◆自分の死をどう死ぬべきなのか
やがて楠木は元同僚の船長からヨットでの世界一周に誘われたり、小樽で沖縄料理の店を出す計画を立てたりはするものの、結果的には全く違う選択をする。
「小樽の保安部は第1区といって、今は尖閣派遣など、南の海にいる方が多い。それで彼の得意料理も沖縄料理にしたんですが、結局は料理も冒険も人生の主題にはなり得なかった。
僕も台湾で出会った若石健康法の資格を取り、『健康と癒しの書斎』という店でいろんな人の足を揉んできたけれど、やはり小説を書く喜びには代えがたい。彼の〈別れ際の美学〉が必ずしも正しいとは思いませんが、楠木はそういう男なんです(笑い)。世間がどう言おうと、この人はこうと書くのが、小説ですから」
本稿では確かに楠木らしくはあるその選択に関して、ペッカが言う〈観念的〉という表現にむしろ注目したい。人間誰しも生きている間は死を観念でしか捉えられず、頭でっかちで観念的な死という壁が常に立ちはだかる。終活を重ねるほど、独りよがりともいえる美学に閉じこもる楠木の姿は、自分の死をどう死ぬべきかを巡って堂々巡りを続ける私たちの姿でもあるのだ。
「僕も正直、楠木の美学に魅力は感じる。でも家族がいるから無理だとも思うし、あとはもうオーロラを見てもらうしかないんです。僕もカナダや北欧で何度も見ていますけど、ホントにあれは問答無用の逆転装置というか、人生観が一瞬で変わってしまうんです」
観測村に姪夫婦を訪ねた楠木はエンディングノートに思いの丈を綴り、想像を絶するオーロラの神秘に触れてなお理想の死に囚われた。
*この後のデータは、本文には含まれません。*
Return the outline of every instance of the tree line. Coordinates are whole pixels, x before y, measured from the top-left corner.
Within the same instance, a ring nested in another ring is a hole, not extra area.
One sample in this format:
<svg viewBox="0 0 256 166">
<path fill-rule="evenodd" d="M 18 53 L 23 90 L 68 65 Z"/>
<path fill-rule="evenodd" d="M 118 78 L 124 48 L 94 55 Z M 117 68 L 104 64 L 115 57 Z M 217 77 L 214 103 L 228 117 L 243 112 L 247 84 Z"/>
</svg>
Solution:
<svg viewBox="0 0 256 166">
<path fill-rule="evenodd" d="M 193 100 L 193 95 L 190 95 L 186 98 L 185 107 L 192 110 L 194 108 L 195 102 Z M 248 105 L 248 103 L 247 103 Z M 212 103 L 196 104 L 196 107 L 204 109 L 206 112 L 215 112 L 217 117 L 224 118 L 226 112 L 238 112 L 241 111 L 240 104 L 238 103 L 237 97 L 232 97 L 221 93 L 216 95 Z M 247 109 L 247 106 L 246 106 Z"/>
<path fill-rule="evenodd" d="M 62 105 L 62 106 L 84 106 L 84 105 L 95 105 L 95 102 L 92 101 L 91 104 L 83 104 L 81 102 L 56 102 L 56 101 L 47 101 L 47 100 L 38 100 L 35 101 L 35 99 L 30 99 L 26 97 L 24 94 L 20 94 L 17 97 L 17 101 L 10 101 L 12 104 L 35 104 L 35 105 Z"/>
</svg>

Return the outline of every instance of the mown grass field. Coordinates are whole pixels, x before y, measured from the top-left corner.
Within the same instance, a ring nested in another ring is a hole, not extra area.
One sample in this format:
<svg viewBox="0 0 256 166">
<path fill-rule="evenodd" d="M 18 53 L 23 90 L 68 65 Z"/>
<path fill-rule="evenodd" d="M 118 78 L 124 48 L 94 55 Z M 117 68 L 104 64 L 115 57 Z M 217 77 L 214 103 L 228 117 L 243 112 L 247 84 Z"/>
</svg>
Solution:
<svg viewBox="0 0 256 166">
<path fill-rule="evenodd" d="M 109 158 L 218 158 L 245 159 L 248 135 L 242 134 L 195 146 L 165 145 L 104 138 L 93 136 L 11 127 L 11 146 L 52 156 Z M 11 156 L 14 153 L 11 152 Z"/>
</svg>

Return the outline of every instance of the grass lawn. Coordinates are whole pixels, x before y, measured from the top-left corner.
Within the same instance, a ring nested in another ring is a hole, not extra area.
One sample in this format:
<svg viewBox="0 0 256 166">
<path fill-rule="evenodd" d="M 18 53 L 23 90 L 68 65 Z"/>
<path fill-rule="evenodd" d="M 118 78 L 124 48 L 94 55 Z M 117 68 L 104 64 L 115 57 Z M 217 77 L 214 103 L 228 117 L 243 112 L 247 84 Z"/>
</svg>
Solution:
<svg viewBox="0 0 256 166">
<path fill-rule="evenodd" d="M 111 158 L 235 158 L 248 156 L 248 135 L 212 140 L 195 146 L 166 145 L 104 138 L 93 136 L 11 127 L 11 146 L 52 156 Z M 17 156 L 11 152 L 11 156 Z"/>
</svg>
そんな彼に果たして何が起きるかが見物である。
「彼が航海中によく読んだ本として三島や谷崎の名を挙げるのも一種の伏線で、自分で物語を作りたいタイプの彼はその影響を受ける一方、人生の終盤では何が起きてもおかしくない現実に触れたことで、尚更潔い死に惹かれたんだと思う。
例えば僕の母国スイスやオランダでは安楽死が既に認められていて、それも神の思し召しだと解釈されている。僕自身の考えは信仰のない楠木とは違いますが、人は自分の理想の死を死ぬのが幸せなのか、それとも都合よく死ねないようにできているからいいのか、考えれば考えるほど結論が出ない問題だから、小説に書くのかもしれません」
本書はオーロラという逆転装置あってこその物語ではあるが、だからといって彼が死について考えた意味が失われることはない。人の生きた意味が死によって色褪せることがないように。
【プロフィール】David Zoppetti/1962年スイス生まれ。ジュネーヴ大学を中退し来日。同志社大学文学部卒。1991年テレビ朝日入社、「ニュースステーション」等で活躍する傍ら、1996年『いちげんさん』ですばる文学賞を受賞、芥川賞候補に。2000年『アレグリア』で三島賞候補、2001年『旅日記』で日本エッセイスト・クラブ賞。現在リフレクソロジストとして「健康と癒しの書斎」経営。171cm、78kg、A型。